Satu Perempuan Diamankan Polsek Loa Kulu, Diduga Timbun dan Jual BBM Subsidi Ilegal

4
×

Satu Perempuan Diamankan Polsek Loa Kulu, Diduga Timbun dan Jual BBM Subsidi Ilegal

Sebarkan artikel ini
Terduga pelaku dan barang bukti pengetap BBM . (Dok.Humas Polres Kukar)

Timeskaltim.com, Kukar – Seorang perempuan berinisial B (50) diamankan jajaran Polsek Loa Kulu setelah diduga melakukan penimbunan dan penjualan ilegal Bahan Bakar Minyak (BBM) subsidi jenis pertalite di wilayah Dusun Makarti, Kelurahan Jonggon Jaya, Kecamatan Loa Kulu, Jumat (17/04/2026) malam.

Penindakan dilakukan sekitar pukul 21.00 WITA saat petugas mencurigai sebuah kendaraan yang melaju dengan kecepatan tinggi di jalan poros Jonggon.
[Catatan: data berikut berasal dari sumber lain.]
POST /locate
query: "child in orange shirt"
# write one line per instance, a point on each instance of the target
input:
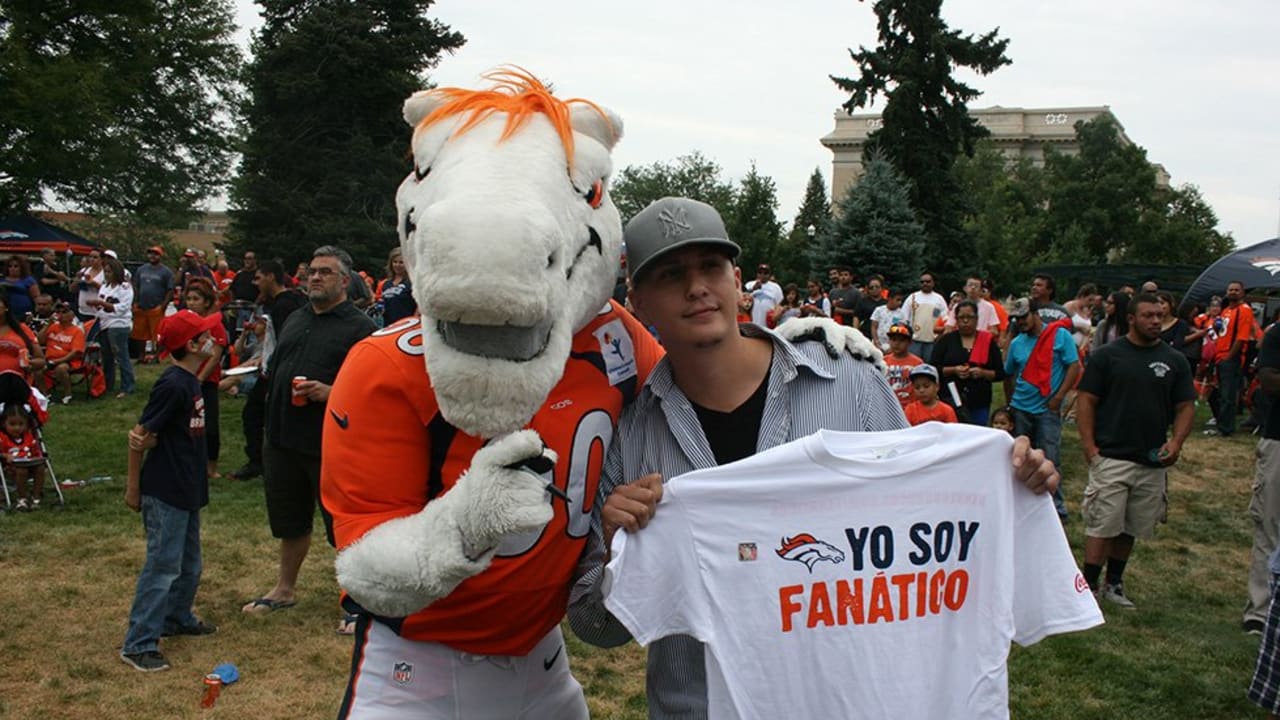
(18, 443)
(924, 384)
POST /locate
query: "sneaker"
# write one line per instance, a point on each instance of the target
(150, 661)
(1115, 596)
(200, 628)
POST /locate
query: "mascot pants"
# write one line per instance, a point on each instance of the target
(393, 678)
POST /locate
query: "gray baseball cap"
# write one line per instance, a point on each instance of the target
(1020, 308)
(668, 224)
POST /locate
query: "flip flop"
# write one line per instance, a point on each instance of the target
(270, 605)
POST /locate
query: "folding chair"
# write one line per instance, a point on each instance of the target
(16, 390)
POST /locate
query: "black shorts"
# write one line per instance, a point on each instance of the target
(291, 482)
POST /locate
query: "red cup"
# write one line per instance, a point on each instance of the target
(298, 397)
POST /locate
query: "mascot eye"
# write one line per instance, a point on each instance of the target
(595, 196)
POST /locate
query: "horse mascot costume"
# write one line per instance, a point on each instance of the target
(462, 449)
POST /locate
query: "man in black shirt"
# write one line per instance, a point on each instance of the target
(307, 356)
(1265, 505)
(277, 302)
(1130, 391)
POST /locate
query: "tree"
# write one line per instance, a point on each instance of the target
(689, 176)
(327, 145)
(927, 123)
(876, 229)
(791, 260)
(115, 106)
(1006, 217)
(753, 223)
(1101, 194)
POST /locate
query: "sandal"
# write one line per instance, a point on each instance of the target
(347, 627)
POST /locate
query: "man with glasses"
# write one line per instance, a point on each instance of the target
(924, 308)
(64, 350)
(987, 318)
(152, 286)
(310, 349)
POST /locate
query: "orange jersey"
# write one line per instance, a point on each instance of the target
(393, 452)
(918, 414)
(62, 341)
(1237, 324)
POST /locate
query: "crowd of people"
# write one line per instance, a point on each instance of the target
(1124, 367)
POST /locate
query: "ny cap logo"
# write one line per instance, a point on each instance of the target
(673, 223)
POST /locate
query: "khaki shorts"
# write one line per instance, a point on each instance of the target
(1123, 497)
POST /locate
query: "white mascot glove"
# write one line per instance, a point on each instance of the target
(835, 337)
(403, 565)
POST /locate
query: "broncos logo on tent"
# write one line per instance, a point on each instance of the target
(809, 550)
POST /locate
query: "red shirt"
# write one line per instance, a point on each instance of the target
(918, 414)
(379, 465)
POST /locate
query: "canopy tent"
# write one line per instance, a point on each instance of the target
(26, 235)
(1256, 265)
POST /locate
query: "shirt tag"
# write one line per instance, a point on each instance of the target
(620, 356)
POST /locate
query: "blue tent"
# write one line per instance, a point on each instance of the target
(27, 235)
(1256, 265)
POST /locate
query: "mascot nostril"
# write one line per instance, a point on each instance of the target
(506, 342)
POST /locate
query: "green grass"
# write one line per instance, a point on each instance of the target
(67, 580)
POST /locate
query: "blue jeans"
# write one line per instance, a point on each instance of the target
(117, 350)
(169, 577)
(1228, 395)
(1045, 431)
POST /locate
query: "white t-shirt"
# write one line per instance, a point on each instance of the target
(883, 318)
(854, 575)
(923, 310)
(764, 297)
(987, 318)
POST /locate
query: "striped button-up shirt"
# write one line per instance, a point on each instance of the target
(659, 433)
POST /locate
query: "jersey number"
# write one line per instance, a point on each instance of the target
(595, 427)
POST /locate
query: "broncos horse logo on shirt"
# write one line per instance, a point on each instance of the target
(809, 550)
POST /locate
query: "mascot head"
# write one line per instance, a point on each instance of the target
(510, 238)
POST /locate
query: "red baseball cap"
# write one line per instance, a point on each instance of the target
(179, 328)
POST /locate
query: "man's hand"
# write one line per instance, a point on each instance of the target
(133, 497)
(631, 506)
(1032, 468)
(314, 391)
(141, 440)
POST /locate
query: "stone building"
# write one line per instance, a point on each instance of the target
(1018, 132)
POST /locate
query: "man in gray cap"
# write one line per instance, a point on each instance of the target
(723, 392)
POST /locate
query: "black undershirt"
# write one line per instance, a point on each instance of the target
(732, 436)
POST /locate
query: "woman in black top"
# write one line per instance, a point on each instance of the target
(1180, 335)
(970, 359)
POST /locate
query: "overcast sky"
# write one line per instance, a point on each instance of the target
(746, 81)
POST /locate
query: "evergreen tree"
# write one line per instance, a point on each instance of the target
(689, 176)
(753, 223)
(876, 229)
(791, 260)
(327, 142)
(115, 108)
(927, 123)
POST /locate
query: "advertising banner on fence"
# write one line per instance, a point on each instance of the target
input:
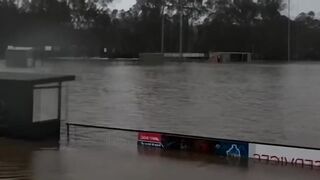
(285, 155)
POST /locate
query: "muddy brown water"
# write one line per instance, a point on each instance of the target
(273, 103)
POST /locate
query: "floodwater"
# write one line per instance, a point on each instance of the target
(271, 103)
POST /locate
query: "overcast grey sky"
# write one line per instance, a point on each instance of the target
(297, 6)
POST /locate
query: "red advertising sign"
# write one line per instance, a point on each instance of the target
(150, 137)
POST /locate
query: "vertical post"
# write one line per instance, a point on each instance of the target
(59, 106)
(68, 132)
(289, 30)
(162, 30)
(180, 33)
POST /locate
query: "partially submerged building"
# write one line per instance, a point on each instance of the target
(20, 56)
(223, 57)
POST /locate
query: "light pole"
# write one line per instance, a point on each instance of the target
(181, 36)
(162, 29)
(289, 30)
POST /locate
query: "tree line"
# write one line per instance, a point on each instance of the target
(91, 28)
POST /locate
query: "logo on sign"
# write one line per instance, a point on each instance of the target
(234, 151)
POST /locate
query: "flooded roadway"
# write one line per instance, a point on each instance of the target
(276, 103)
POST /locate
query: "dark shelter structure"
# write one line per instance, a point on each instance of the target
(31, 105)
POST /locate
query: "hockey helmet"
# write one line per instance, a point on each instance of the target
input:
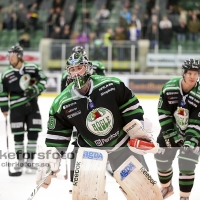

Kendaraan tersebut kemudian dihentikan dan diperiksa dalam operasi pengawasan BBM subsidi.

Kapolsek Loa Kulu, AKP H. Hari Supranoto, menjelaskan bahwa dari hasil pemeriksaan ditemukan 10 jerigen berisi pertalite di dalam mobil yang dikendarai pelaku.

“Saat dilakukan pemeriksaan, petugas menemukan sejumlah jerigen berisi BBM subsidi. Setelah ditanya, pelaku mengakui BBM tersebut akan dijual kembali,” ujarnya, Senin (20/04/2026).

Selain BBM dalam jerigen, polisi juga mengamankan sejumlah barang bukti lain, di antaranya satu unit mobil Toyota Kijang Krista warna silver, tiga jerigen kosong, selang bening, corong, serta alat pompa yang diduga digunakan untuk memindahkan BBM.

Dari hasil pemeriksaan, pelaku mengaku membeli BBM subsidi tersebut dari salah satu SPBU di wilayah Jahab dengan total sekitar Rp3,5 juta. BBM itu kemudian direncanakan untuk dijual kembali dengan harga lebih tinggi, yakni Rp12.500 per liter.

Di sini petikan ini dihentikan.